O início de 2004 está bastante movimentado devido ao caso de EEB nos EUA e muito já se falou sobre isso. O título desse editorial poderia até ser “Alguém ainda aguenta ouvir falar em vaca louca?”, parodiando o título do Carlos Arthur Ortenblad dessa semana na seção Espaço Aberto. Muitos falaram e poucos acertaram, pois grande parte dos comentários iniciais não se baseou em uma análise mais profunda.
A primeira grande afirmação foi de que o Brasil ganharia rapidamente mais espaço no mercado internacional, uma vez que os grandes mercados compradores tinham fechado suas portas aos EUA, segundo maior exportador do mundo. Hoje já se observa que o Brasil está conseguindo avançar, mas não tão rapidamente como anunciara. A assessoria do MAPA anunciou que em breve receberemos uma missão japonesa que, entre outros compromissos, irá avaliar a situação sanitária de nosso rebanho e estudar possibilidades de importação de carne brasileira. Excelente avanço, que foi favorecido pela maior facilidade de apresentação do Brasil pós-vaca louca nos EUA.
Outro ponto levantado foi que o consumo de carne bovina iria cair nos EUA, pois a população teria menos confiança em relação a segurança da carne bovina dos EUA. Quando houve as crises de EEB na Europa e Japão, o consumo nesses países caiu muito e levou alguns anos a se recuperar.
O Japão, por exemplo, ainda não conseguiu recuperar o consumo per capita a níveis pré-vaca louca (primeiro caso em setembro de 2001). Na Europa o mesmo aconteceu, com drástica redução de consumo. No entanto, no Canadá, o consumo de carne bovina hoje é maior que antes da EEB (maio de 2003). Por que isso aconteceu e o que podemos esperar que ocorra nos EUA?
O surgimento de casos de EEB na Europa e Japão foi seguido por fatos que mostravam que o sistema de segurança alimentar e controle sanitário desses países não estava sendo eficiente e principalmente não estava sendo transparente. A mídia atacou severamente o setor produtivo e uma imagem negativa em relação à segurança da carne e transparência dos envolvidos na produção de bovinos foi criada.
Hoje, países como França e Japão têm conseguido excelentes avanços no consumo de carne bovina e na reconquista da confiança dos consumidores por adotar uma comunicação cristalina junto a seus consumidores. A cadeia da carne francesa é reconhecida por sua maneira de se comunicar com consumidores em toda a Europa. A campanha conduzida pelo CIV (Centre d’Information de Viandes, similar ao SIC brasileiro) é um exemplo de como recuperar a confiança dos consumidores.
No Canadá e nos EUA existiu um trabalho muito bem feito por associações de produtores e organizações de classe objetivando informar e tranqüilizar os consumidores a respeito da doença, de que se tratava de um caso isolado, de que o risco de contaminação era muito baixo. Para se alcançar sucesso nessa empreitada é preciso divulgar em certos momentos informações não muito “positivas”, como por exemplo o número de pessoas que morreram da variante humana da doença ou como a doença pode ser contraída.
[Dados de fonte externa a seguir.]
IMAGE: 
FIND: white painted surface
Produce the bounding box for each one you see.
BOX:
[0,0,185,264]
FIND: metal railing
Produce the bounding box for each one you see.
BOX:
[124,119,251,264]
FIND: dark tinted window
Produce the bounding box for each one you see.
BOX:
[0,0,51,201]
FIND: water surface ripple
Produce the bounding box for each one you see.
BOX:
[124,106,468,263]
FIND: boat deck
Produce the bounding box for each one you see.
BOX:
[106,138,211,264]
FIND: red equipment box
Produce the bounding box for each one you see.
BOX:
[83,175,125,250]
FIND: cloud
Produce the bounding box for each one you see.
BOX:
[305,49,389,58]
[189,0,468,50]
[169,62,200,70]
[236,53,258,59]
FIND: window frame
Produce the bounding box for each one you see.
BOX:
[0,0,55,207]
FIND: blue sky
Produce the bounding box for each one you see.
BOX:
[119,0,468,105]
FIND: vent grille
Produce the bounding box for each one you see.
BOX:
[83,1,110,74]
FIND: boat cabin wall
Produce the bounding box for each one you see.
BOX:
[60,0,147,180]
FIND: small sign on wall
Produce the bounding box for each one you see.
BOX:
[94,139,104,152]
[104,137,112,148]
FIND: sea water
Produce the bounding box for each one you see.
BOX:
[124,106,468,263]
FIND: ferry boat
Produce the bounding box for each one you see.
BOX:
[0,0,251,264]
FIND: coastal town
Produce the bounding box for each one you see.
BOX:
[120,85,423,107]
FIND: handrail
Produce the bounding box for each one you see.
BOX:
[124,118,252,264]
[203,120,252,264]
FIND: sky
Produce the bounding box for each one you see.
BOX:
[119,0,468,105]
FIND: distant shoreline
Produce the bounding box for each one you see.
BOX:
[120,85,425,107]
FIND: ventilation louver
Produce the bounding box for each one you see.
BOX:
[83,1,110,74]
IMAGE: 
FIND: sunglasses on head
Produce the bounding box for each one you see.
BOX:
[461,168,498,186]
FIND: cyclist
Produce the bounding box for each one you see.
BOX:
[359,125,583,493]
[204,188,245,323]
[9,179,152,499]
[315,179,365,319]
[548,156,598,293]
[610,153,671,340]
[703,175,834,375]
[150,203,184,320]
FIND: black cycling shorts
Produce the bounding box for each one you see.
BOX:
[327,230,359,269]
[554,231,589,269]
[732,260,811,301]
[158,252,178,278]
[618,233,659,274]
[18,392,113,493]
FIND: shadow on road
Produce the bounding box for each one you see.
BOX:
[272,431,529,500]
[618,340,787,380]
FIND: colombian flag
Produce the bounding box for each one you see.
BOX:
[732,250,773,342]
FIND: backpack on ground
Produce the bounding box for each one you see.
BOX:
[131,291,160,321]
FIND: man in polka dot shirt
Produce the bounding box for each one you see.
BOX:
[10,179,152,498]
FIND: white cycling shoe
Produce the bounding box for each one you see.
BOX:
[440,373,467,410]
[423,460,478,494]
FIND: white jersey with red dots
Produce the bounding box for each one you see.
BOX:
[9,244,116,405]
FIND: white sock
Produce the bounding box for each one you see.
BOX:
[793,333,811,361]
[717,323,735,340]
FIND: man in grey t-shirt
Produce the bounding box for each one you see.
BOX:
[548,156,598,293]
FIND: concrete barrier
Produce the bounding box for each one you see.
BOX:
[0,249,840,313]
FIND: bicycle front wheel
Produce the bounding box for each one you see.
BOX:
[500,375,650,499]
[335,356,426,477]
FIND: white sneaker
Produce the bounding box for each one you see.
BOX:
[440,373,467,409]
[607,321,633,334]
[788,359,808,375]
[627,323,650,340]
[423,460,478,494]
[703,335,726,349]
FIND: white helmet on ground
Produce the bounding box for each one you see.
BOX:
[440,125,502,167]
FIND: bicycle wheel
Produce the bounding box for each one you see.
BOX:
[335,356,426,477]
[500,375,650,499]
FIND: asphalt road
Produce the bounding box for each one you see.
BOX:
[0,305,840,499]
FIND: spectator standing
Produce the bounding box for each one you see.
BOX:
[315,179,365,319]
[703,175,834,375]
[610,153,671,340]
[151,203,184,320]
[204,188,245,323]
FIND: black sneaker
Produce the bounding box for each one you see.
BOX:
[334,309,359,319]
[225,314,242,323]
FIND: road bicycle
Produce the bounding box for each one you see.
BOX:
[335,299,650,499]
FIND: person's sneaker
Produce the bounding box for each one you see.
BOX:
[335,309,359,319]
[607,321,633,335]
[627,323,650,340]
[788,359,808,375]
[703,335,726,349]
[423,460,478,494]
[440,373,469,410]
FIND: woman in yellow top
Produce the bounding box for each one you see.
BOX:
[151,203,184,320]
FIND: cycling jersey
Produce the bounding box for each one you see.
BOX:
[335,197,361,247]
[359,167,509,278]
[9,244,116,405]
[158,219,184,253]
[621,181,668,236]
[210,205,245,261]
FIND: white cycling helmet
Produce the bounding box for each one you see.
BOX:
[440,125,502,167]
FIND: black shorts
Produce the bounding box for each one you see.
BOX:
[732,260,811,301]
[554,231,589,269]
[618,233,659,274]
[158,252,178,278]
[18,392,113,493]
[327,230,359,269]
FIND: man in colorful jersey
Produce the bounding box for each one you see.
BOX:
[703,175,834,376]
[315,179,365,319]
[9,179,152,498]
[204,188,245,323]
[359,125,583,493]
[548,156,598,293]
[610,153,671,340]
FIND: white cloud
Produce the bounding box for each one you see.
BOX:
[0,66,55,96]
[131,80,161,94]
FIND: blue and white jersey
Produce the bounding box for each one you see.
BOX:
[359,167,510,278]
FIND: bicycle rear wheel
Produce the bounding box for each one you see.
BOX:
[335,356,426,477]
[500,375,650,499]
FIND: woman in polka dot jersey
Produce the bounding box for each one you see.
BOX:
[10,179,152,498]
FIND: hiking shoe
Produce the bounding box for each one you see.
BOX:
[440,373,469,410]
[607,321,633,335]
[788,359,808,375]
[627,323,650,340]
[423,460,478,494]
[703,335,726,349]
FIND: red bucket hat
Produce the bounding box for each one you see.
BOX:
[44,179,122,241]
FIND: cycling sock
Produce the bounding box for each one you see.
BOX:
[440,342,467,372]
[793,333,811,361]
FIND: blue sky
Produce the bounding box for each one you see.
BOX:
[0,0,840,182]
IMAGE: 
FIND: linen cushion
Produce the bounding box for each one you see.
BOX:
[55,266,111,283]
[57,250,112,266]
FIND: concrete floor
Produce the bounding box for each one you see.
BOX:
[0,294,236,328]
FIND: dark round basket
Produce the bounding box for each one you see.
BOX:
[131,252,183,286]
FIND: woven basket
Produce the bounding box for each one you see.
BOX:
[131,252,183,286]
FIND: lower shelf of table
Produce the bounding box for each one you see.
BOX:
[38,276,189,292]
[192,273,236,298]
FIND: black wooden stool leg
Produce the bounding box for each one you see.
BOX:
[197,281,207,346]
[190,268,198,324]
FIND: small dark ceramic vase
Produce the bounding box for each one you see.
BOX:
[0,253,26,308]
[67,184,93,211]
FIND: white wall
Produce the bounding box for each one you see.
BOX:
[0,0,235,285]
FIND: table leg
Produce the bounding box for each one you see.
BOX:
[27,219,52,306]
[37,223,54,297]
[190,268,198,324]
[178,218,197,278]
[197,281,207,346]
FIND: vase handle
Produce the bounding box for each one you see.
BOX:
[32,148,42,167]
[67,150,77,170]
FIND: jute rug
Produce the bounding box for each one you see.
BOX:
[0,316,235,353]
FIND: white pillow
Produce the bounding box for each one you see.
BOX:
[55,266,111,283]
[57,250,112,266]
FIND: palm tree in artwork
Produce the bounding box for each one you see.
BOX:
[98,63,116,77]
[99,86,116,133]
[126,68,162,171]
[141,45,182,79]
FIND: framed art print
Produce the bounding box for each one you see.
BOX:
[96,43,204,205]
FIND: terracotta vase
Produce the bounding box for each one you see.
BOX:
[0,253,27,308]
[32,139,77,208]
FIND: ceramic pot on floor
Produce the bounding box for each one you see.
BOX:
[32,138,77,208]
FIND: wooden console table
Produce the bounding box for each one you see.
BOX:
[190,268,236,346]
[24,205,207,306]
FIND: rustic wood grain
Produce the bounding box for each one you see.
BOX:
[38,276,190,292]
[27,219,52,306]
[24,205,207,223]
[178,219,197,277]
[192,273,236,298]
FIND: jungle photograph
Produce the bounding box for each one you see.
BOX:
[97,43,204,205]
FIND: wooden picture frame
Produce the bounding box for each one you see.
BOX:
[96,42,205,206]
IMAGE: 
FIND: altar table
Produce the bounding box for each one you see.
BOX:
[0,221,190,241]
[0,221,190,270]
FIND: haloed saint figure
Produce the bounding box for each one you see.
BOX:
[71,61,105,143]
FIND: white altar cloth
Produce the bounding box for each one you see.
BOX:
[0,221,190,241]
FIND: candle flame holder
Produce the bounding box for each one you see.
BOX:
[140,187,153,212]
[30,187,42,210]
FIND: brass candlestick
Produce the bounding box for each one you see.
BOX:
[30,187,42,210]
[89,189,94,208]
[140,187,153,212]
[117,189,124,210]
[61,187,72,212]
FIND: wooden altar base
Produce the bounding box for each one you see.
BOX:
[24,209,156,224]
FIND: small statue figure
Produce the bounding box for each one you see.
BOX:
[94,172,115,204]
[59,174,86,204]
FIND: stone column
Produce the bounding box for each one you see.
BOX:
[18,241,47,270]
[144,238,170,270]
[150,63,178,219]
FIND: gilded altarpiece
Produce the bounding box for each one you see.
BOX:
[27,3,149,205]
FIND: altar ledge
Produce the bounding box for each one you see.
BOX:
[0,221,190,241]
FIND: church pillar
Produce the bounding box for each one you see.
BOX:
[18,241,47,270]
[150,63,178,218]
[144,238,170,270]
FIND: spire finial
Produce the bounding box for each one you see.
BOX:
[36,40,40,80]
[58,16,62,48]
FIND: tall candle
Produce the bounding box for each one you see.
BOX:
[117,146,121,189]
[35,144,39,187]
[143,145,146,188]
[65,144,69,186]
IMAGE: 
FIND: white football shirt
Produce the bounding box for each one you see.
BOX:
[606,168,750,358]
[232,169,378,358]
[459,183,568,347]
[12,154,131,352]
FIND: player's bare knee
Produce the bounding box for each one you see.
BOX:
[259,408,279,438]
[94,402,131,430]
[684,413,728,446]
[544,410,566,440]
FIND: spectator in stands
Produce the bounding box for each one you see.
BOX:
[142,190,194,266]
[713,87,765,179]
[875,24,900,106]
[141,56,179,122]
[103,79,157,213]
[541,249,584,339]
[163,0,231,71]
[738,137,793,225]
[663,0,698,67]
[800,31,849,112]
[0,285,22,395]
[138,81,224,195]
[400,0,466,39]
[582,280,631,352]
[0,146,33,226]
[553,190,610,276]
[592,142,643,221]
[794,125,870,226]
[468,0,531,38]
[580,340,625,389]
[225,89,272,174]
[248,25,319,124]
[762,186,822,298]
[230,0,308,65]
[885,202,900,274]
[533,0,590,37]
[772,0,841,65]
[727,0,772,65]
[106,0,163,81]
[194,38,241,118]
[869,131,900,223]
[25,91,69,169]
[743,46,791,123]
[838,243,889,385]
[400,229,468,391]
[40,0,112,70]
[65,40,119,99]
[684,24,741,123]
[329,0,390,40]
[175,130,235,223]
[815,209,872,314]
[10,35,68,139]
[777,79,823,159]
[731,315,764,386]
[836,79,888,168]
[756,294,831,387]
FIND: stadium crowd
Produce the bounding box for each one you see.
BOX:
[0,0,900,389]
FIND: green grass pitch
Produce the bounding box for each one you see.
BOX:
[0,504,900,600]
A percepção dos consumidores norte-americanos é de que a carne bovina é segura. Algumas pesquisas de opinião indicaram uma possível ressalva à carne vermelha, mas como é comum nesses casos isso não se materializou num menor consumo. Restaurantes e supermercados até o momento não notaram nenhuma tendência negativa no consumo. Existe uma tendência positiva em relação a carne orgânica, natural, gado criado a pasto, no entanto esse é um mercado percentualmente bem pequeno nos EUA, mas pode indicar uma possível mudança de consumo no médio prazo.
Outro ponto interessante é que grupo anti-carne (alguns deles são anti-tudo) está utilizando o episódio da vaca louca para difundir mensagens negativas em relação ao consumo de carnes em geral. Geralmente essas mensagens se utilizam do medo e da falta de informação para mudar a opinião das pessoas. Mais um lembrete de que é preciso ter uma comunicação clara, baseada na ciência e constante com o objetivo de levar a verdade sobre a produção de alimentos.
A maneira como os EUA e Canadá lidaram com tema EEB durante a crise da vaca louca e a maneira como Japão e França lidam com a informação hoje, após aprenderem com as lições da queda de consumo, servem como importante recado para o Brasil. Em alguns momentos parece que a cadeia da carne está omissa. Devemos tratar nossos consumidores com respeito e ter informações embasadas e claras. Esse é o seguro contra possíveis problemas no futuro.